Dr. Herzer also discussed Silverquant technology, which is up to 10-fold more sensitive than fluorescence detection in gene-expression experiments. In the Silverquant process, bound TF or labeled cDNA is detected with antibiotin gold-conjugates and subsequent staining using a silver staining solution. The gold particles catalyze the reduction of silver nitrate and metallic silver settles at the place of the reduction reaction.

The high sensitivity allows gene-expression analysis with as little as 1–2 µg of total RNA without the need for amplification, Dr. Herzer claimed. The process produces low background, has a dynamic range of approximately 3 logs, and is compatible with a wide range of substrates, including plastics, with no increase in background, he added. Arrays detected with Silverquant are not affected by light or ozone and can be archived indefinitely.

Multiplexed Analysis

Yong Wu, Ph.D., staff scientist for GeXP development and applications at Beckman Coulter, spoke at the “World Microarray Conference” on the process “from microarray screening to multiplexed, quantitative biomarker validation.”

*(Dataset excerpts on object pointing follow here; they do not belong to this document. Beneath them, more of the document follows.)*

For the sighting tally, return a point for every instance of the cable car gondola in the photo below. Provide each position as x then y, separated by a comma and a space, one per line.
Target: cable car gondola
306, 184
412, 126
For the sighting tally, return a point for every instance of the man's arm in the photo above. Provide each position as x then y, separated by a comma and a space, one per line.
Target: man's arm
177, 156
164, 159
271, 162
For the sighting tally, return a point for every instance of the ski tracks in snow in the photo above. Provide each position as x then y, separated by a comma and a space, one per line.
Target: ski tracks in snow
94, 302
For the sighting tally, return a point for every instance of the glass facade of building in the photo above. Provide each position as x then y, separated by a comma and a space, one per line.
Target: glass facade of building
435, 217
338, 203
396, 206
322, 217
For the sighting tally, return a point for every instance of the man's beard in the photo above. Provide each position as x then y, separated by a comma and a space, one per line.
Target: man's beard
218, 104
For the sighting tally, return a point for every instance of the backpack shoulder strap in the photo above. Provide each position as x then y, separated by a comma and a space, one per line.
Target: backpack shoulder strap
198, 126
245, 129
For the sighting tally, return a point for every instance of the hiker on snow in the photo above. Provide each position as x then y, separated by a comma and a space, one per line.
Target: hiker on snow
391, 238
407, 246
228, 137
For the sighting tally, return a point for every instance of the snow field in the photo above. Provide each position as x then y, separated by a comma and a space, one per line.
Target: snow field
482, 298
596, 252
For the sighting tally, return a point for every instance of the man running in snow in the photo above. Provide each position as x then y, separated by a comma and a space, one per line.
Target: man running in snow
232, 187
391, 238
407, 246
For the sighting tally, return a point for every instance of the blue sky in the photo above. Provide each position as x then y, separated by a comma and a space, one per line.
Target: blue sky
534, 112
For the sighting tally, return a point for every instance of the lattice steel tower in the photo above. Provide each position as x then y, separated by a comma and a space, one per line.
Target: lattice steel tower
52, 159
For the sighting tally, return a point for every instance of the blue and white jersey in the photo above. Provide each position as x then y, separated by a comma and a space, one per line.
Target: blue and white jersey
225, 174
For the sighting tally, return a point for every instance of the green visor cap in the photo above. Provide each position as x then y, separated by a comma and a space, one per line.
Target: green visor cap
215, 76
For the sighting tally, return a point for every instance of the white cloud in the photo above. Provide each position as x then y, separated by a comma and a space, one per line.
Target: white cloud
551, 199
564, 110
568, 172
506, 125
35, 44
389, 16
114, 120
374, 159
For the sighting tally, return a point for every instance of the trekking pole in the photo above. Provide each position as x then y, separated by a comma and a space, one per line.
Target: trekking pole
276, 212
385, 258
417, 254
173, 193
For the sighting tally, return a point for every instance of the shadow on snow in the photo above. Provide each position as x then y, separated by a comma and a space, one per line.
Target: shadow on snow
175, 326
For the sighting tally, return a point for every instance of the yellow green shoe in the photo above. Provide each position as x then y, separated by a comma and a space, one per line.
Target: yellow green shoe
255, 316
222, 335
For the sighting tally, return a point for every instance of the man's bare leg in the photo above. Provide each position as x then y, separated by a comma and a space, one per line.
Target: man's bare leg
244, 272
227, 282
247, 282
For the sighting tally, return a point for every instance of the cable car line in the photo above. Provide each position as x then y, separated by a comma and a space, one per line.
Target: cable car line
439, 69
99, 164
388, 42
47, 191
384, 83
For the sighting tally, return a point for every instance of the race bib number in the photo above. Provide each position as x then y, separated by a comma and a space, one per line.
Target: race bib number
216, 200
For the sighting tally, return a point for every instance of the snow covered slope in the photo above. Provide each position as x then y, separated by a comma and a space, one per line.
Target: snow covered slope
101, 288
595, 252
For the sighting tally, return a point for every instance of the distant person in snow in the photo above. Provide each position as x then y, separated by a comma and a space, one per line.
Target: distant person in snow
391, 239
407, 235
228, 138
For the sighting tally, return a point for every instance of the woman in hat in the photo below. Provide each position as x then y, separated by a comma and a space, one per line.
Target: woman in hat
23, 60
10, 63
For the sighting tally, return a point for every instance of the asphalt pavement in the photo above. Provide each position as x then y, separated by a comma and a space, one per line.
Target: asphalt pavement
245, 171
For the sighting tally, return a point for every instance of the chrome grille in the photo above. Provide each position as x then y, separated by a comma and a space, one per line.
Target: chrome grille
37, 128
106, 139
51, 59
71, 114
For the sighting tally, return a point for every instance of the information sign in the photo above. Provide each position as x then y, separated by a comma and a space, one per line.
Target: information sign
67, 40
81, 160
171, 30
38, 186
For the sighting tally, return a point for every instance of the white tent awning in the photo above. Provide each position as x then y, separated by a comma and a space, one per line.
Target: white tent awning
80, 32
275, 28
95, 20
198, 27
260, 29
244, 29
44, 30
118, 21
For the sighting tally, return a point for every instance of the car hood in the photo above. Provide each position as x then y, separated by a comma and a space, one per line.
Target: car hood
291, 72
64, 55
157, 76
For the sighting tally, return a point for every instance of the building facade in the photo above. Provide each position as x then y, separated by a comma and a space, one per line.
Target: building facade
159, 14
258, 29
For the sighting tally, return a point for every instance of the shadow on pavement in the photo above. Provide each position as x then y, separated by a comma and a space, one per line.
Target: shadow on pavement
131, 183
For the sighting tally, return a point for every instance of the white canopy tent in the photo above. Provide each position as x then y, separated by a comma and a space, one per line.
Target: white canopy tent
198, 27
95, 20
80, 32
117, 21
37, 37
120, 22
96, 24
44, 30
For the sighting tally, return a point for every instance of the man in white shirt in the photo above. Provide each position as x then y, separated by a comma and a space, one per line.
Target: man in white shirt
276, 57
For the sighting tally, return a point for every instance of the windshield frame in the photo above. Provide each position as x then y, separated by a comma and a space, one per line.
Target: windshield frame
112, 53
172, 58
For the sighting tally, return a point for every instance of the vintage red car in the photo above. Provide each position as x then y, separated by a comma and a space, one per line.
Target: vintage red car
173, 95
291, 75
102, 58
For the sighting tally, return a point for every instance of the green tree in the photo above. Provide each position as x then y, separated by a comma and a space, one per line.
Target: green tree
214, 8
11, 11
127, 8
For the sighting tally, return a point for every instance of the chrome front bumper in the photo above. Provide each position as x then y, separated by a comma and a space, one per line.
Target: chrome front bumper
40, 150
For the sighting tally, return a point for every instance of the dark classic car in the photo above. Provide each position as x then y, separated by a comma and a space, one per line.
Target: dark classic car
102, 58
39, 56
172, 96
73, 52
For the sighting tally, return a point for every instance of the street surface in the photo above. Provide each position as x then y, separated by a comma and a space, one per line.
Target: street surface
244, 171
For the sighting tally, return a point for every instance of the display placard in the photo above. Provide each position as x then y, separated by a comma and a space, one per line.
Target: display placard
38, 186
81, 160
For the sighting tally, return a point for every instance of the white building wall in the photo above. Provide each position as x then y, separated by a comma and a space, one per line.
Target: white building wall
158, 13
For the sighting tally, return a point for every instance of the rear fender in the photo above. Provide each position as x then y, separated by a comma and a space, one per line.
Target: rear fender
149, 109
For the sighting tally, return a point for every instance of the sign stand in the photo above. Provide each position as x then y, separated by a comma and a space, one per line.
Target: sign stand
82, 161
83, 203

The trend in gene-expression studies after whole genome microarray assay, he noted, is to focus on genes that are biologically relevant—usually 10 to 500 associated with a particular disease and about 10 to 50 associated with a pathway or specific response. It is highly desirable in a routine testing environment to produce highly quantitative assays with increased sample throughput and substantial time and cost savings.

The GenomeLab™ GeXP Genetic Analysis System by Beckman Coulter, Dr. Wu stated, enables quantitative, multiplexed gene-expression analysis with up to 30 genes per reaction and up to 192 samples per run. Using only 5–50 ng RNA, the GeXP system delivers highly quantitative and highly reproducible results and is sensitive enough to detect changes as small as 0.5-fold.

An overall average %CV of less than 10% in a multiplex assay demonstrates “the superb reproducibility of this platform,” Dr. Wu said. Other than gene-expression studies, the GeXP system can also perform sequencing and SNP, STR, AFLP, and MLPA analyses. “This multifunction platform requires only one gel, one array, and one software package.”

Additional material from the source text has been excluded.